Por Federico Gastón Guerra

Es Turdera la más chica de las ciudades que componen el Municipio de Lomas de Zamora. En sus comienzos fue conocida como Loma de Las Hormigas por la altura de las tierras que pertenecían a las hermanas Turdera. El trazado del pueblo fue realizado por el constructor Riziero Preti.

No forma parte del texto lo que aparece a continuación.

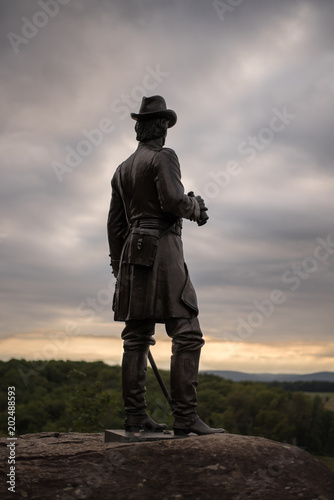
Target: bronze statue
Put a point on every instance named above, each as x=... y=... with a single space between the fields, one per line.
x=153 y=285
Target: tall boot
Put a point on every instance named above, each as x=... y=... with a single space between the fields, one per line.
x=184 y=382
x=134 y=368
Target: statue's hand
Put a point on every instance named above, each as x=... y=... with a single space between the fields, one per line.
x=201 y=203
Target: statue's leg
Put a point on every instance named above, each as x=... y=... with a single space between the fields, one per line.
x=187 y=341
x=137 y=336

Todo comenzó el 30 de enero de 1910, cuando esta localidad comenzaba a desandar su historia. Y siguió su avance hasta que el 30 de octubre de 1974, el Senado y la Cámara de Diputados de la Provincia de Buenos Aires la declaran Ciudad.

En tan pocas cuadras, Turdera esconde una historia que es realmente vasta; ya que los orígenes de la misma se remontan hacia 1910 pero los primeros pasos se dieron antes de esa fecha. Hacia 1907, estas tierras eran conocidas como Loma de las Hormigas, por la altura que gozaban las mismas, más de 20 metros sobre el nivel del mar.

Esta elevación trajo como consecuencia que la estación Turdera (Kilómetro 19, 448 en un comienzo allá por 1909) se encuentre enclavada virtualmente en un pozo. Vecinos e historiadores del lugar contaron que el pozo de la parada ferroviaria fue hecho con maquinaria de época y con mucho pico y pala y que la tierra fue llevada hacia la estación Avellaneda.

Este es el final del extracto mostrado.